FCA fines insurance firm for poor sales practices: FCA has fined Stonebridge International Insurance Limited £8,373,600 in relation to sales of accident insurance products. It found that, for a period of over 18 months, the firm sold accidental death, accident cash plan and personal accident products to unqualified and inexperienced retail customers in the UK, Germany, France, Italy and Spain, using outsourced sales services. The customer base was middle-income but did not have degrees or professional qualifications and was identified from sales lists received from various business partners of the firm, who in turn received commission for providing the names. The firm employed outsourced sales staff, and encouraged them to sell more expensive products than were necessary and to discourage any customers from ringing up to cancel. FCA found the customers did not have fair, clear and balanced information and the firm's procedures lacked the systems and controls to ensure it treated customers fairly. FCA calculates that nearly half a million customers could be affected and the firm has already agreed to provide redress of around £400,000. (Source: FCA Fines Insurance Firm for Poor Sales Practices)

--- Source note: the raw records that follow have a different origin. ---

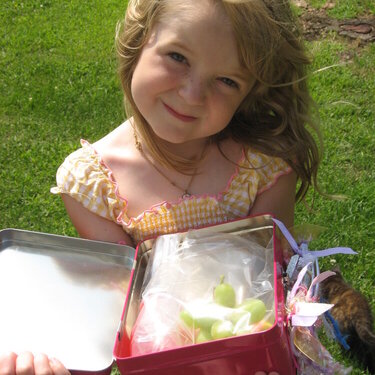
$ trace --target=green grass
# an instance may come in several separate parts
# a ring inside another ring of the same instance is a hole
[[[328,13],[337,18],[374,14],[370,0],[336,3]],[[76,236],[49,189],[80,138],[95,141],[125,118],[114,53],[123,13],[120,0],[0,3],[0,228]],[[308,47],[313,70],[338,64],[312,74],[310,86],[325,138],[320,184],[347,199],[311,192],[313,211],[299,205],[296,221],[327,228],[314,249],[349,246],[358,252],[335,259],[375,311],[375,45],[355,48],[332,34]],[[365,374],[336,344],[328,348],[353,365],[354,374]]]
[[[124,118],[114,34],[120,1],[0,4],[0,227],[74,235],[49,194],[56,168]]]
[[[310,0],[308,3],[317,9],[321,9],[328,0]],[[327,8],[329,16],[337,19],[346,19],[354,17],[363,17],[369,14],[375,14],[375,3],[373,0],[336,0],[333,1],[334,7]]]
[[[345,200],[309,194],[313,211],[297,208],[297,222],[325,226],[314,249],[348,246],[355,256],[335,256],[321,262],[330,267],[334,259],[351,284],[360,290],[375,310],[375,45],[354,49],[335,38],[309,44],[315,56],[311,90],[317,101],[325,139],[325,157],[320,184],[329,194]],[[347,56],[350,56],[348,60]],[[364,374],[356,362],[343,354],[336,343],[327,343],[335,358],[354,366],[353,374]]]

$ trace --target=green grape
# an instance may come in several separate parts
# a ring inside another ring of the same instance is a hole
[[[266,315],[266,305],[262,300],[257,298],[246,299],[238,308],[250,313],[249,324],[259,322]]]
[[[189,312],[187,312],[186,310],[182,310],[180,312],[180,319],[185,323],[185,325],[187,327],[189,327],[189,328],[194,327],[194,319],[191,316],[191,314]]]
[[[197,344],[200,344],[202,342],[207,342],[211,340],[212,340],[211,332],[205,329],[200,329],[198,332],[197,338],[195,339],[195,342]]]
[[[221,276],[220,284],[214,289],[214,301],[226,307],[236,305],[236,292],[232,285],[224,283],[224,276]]]
[[[218,320],[211,327],[211,336],[214,339],[224,339],[233,335],[233,323],[229,320]]]

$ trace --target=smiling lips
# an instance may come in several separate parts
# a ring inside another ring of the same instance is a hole
[[[168,105],[166,105],[165,103],[163,103],[165,109],[174,117],[176,117],[177,119],[183,121],[183,122],[192,122],[194,120],[197,119],[197,117],[194,117],[194,116],[187,116],[187,115],[183,115],[182,113],[178,113],[176,112],[174,109],[172,109],[171,107],[169,107]]]

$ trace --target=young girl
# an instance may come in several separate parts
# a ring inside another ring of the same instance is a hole
[[[52,189],[79,235],[136,244],[259,213],[291,226],[320,156],[288,3],[130,0],[117,46],[129,118],[82,141]]]

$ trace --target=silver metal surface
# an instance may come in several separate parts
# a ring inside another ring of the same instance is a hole
[[[0,353],[46,353],[67,368],[112,363],[135,250],[128,246],[0,231]]]

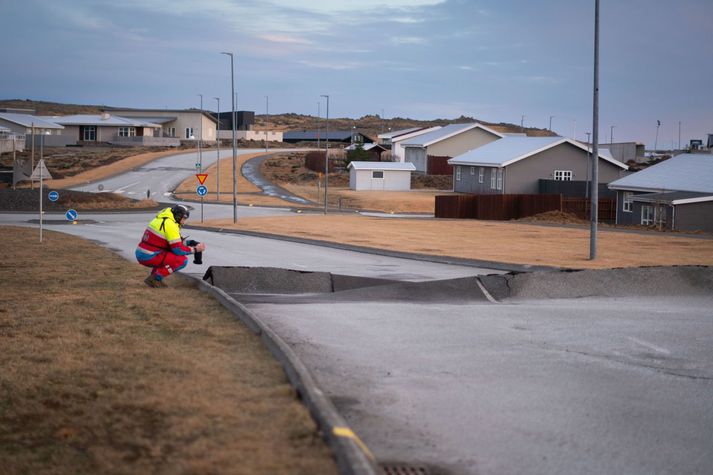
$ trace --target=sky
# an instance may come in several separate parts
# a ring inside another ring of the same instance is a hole
[[[0,99],[592,130],[594,0],[0,0]],[[712,0],[601,0],[599,141],[713,133]],[[660,126],[658,126],[660,121]],[[658,133],[657,133],[658,131]]]

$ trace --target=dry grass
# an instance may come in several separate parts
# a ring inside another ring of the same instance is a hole
[[[282,185],[295,195],[315,203],[324,203],[324,190],[314,185]],[[329,186],[330,208],[383,211],[385,213],[433,213],[437,195],[449,195],[443,190],[354,191],[346,187]]]
[[[597,259],[589,260],[587,228],[518,222],[295,215],[214,220],[226,229],[339,242],[378,249],[569,268],[713,265],[713,239],[602,229]]]
[[[3,473],[335,473],[260,340],[180,275],[3,227]]]

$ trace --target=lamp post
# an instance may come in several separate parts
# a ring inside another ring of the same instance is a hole
[[[590,147],[589,140],[590,140],[591,135],[592,135],[591,132],[587,132],[587,185],[584,187],[584,199],[585,200],[587,198],[589,198],[589,168],[590,168],[589,160],[591,157],[591,149],[589,148]]]
[[[520,132],[525,132],[525,114],[520,117]]]
[[[270,99],[265,96],[265,152],[270,149],[270,145],[267,143],[267,127],[270,123]]]
[[[220,97],[214,97],[218,101],[218,129],[215,131],[215,144],[218,146],[218,158],[215,160],[216,167],[216,188],[215,196],[218,202],[220,202]]]
[[[592,99],[592,215],[589,233],[589,259],[597,258],[597,219],[599,218],[599,0],[594,0],[594,87]]]
[[[322,148],[322,146],[319,143],[319,121],[322,118],[322,111],[320,110],[320,106],[322,105],[322,101],[317,101],[317,150]]]
[[[614,143],[614,127],[616,127],[616,125],[609,127],[609,145]]]
[[[235,144],[235,68],[233,67],[233,53],[222,52],[230,56],[230,97],[233,100],[233,222],[238,222],[238,185],[236,175],[237,151]]]
[[[324,214],[327,214],[327,185],[329,182],[329,94],[322,94],[320,97],[327,98],[327,131],[325,133],[327,136],[327,151],[324,154]]]
[[[49,135],[49,130],[42,131],[40,133],[40,162],[38,165],[38,170],[40,172],[40,242],[42,242],[42,193],[44,193],[42,189],[42,169],[45,166],[44,162],[44,147],[45,147],[45,134]],[[32,140],[35,138],[32,137]],[[32,181],[32,180],[30,180]]]
[[[553,119],[554,117],[555,117],[555,116],[553,116],[553,115],[550,116],[550,128],[547,129],[547,130],[549,130],[550,132],[552,132],[552,119]]]
[[[661,121],[657,120],[656,121],[656,140],[654,141],[654,154],[656,153],[656,149],[659,146],[659,127],[661,127]]]

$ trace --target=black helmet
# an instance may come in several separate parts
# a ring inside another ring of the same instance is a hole
[[[173,219],[176,220],[176,222],[180,222],[181,219],[186,218],[191,215],[191,213],[188,211],[188,207],[185,205],[176,205],[173,208],[171,208],[171,213],[173,213]]]

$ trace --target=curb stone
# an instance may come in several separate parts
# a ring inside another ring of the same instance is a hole
[[[339,473],[343,475],[379,475],[381,471],[374,456],[349,428],[344,418],[317,385],[307,367],[292,351],[292,348],[268,325],[261,322],[250,310],[223,290],[212,286],[198,276],[186,275],[198,281],[200,290],[215,297],[221,305],[256,335],[259,335],[273,356],[277,358],[285,370],[290,384],[309,409],[322,436],[332,449]]]

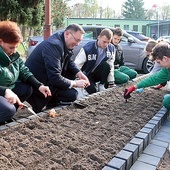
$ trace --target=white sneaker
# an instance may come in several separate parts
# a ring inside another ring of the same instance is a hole
[[[101,92],[101,91],[104,91],[106,90],[104,85],[103,84],[98,84],[98,91]]]
[[[78,91],[78,96],[77,99],[81,99],[87,95],[89,95],[89,93],[87,93],[87,91],[83,88],[75,88]]]
[[[89,93],[88,93],[85,89],[83,89],[83,94],[84,94],[85,96],[88,96],[88,95],[89,95]]]
[[[167,91],[170,91],[170,81],[167,81],[167,86],[168,86]]]

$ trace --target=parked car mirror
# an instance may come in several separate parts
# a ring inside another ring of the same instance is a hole
[[[134,42],[135,42],[135,40],[134,40],[132,37],[128,37],[128,42],[130,42],[130,43],[134,43]]]

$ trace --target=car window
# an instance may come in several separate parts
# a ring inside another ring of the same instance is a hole
[[[122,42],[128,42],[128,38],[125,35],[123,35],[121,41]]]
[[[135,37],[137,37],[137,34],[135,34],[135,33],[133,33],[133,32],[128,32],[129,34],[131,34],[131,35],[133,35],[133,36],[135,36]]]
[[[96,32],[96,29],[95,28],[86,28],[84,27],[83,28],[84,31],[85,31],[85,34],[83,36],[83,39],[97,39],[97,32]]]
[[[85,32],[83,39],[94,39],[94,33],[91,30]]]
[[[143,35],[142,33],[138,33],[138,32],[129,32],[127,31],[129,34],[133,35],[134,37],[138,38],[138,39],[148,39],[147,36]]]
[[[148,37],[146,37],[146,36],[143,35],[143,34],[137,34],[137,36],[139,36],[139,37],[141,37],[141,38],[148,38]]]

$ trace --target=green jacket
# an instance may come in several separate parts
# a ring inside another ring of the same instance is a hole
[[[32,73],[25,66],[18,52],[8,57],[0,47],[0,95],[4,94],[6,88],[13,89],[18,79],[25,82],[30,76]]]
[[[139,83],[137,83],[136,86],[137,88],[145,88],[145,87],[150,87],[150,86],[161,84],[168,80],[170,80],[170,68],[168,69],[162,68],[157,73],[150,75],[144,80],[141,80]]]

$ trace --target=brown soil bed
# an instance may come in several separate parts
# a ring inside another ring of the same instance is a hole
[[[161,109],[166,92],[147,88],[126,103],[124,88],[1,131],[0,169],[101,170]]]

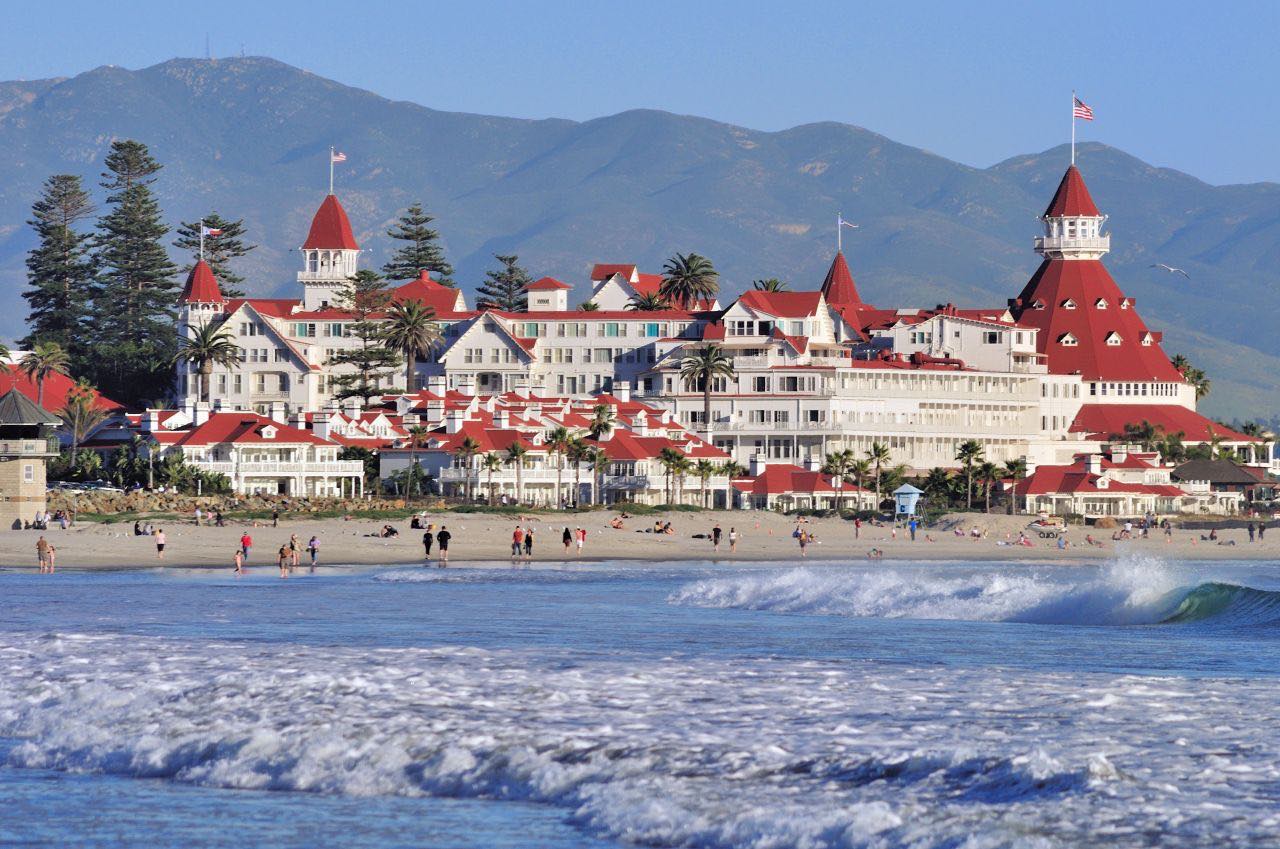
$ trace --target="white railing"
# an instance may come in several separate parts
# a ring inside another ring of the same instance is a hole
[[[43,439],[15,439],[8,442],[0,442],[0,454],[29,456],[39,454],[51,454],[49,443]]]
[[[1111,250],[1111,236],[1100,236],[1092,239],[1084,239],[1079,236],[1037,236],[1035,246],[1038,251],[1109,251]]]
[[[331,460],[329,462],[278,462],[229,463],[225,461],[192,461],[192,465],[207,472],[218,472],[230,477],[241,475],[359,475],[364,473],[364,463],[359,460]]]

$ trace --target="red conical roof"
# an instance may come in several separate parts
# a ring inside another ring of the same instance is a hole
[[[1080,176],[1080,169],[1074,165],[1062,175],[1058,191],[1054,192],[1049,208],[1044,211],[1045,218],[1061,215],[1101,215],[1093,198],[1089,197],[1089,189],[1085,187],[1084,177]]]
[[[358,251],[360,244],[351,232],[351,222],[347,220],[347,211],[338,203],[336,195],[326,195],[315,218],[311,219],[311,230],[307,240],[302,243],[303,250],[341,250]]]
[[[853,275],[849,273],[849,263],[844,261],[844,253],[841,251],[836,253],[826,279],[822,281],[822,297],[834,307],[862,305],[862,296],[858,294]]]
[[[187,304],[221,304],[226,299],[218,288],[218,278],[204,260],[197,260],[187,275],[187,285],[182,290],[182,301]]]
[[[1182,374],[1096,259],[1046,259],[1013,302],[1019,324],[1040,329],[1050,374],[1085,380],[1180,383]],[[1144,344],[1144,341],[1146,344]]]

FCA says firms must improve credit promotions: FCA says promotions for consumer credit products often still do not meet its requirements of being clear, fair and not misleading. Since 1 April, it has reviewed over 1,500 financial promotions for consumer credit products and opened 227 cases about non-compliant promotions. The culprits are usually payday loans, debt management services and credit brokers. A quarter of the new cases relate to advertisements for high-cost short-term credit. FCA found many of these do not prominently display a risk warning or representative APR. The vast majority of the cases to date relate to digital media. FCA gave some examples of promotions it had found to be misleading, which included:

  • debt management firm advertisements that did not make it clear the services were not free;
  • promotions that claimed firms would provide credit regardless of customers’ circumstances;
  • a logbook lender who, among other misleading information, implied its services were endorsed by FCA; and
  • internet search terms that took consumers to unrelated sponsored links which may have misled customers into thinking there was a connection between the search term and the product.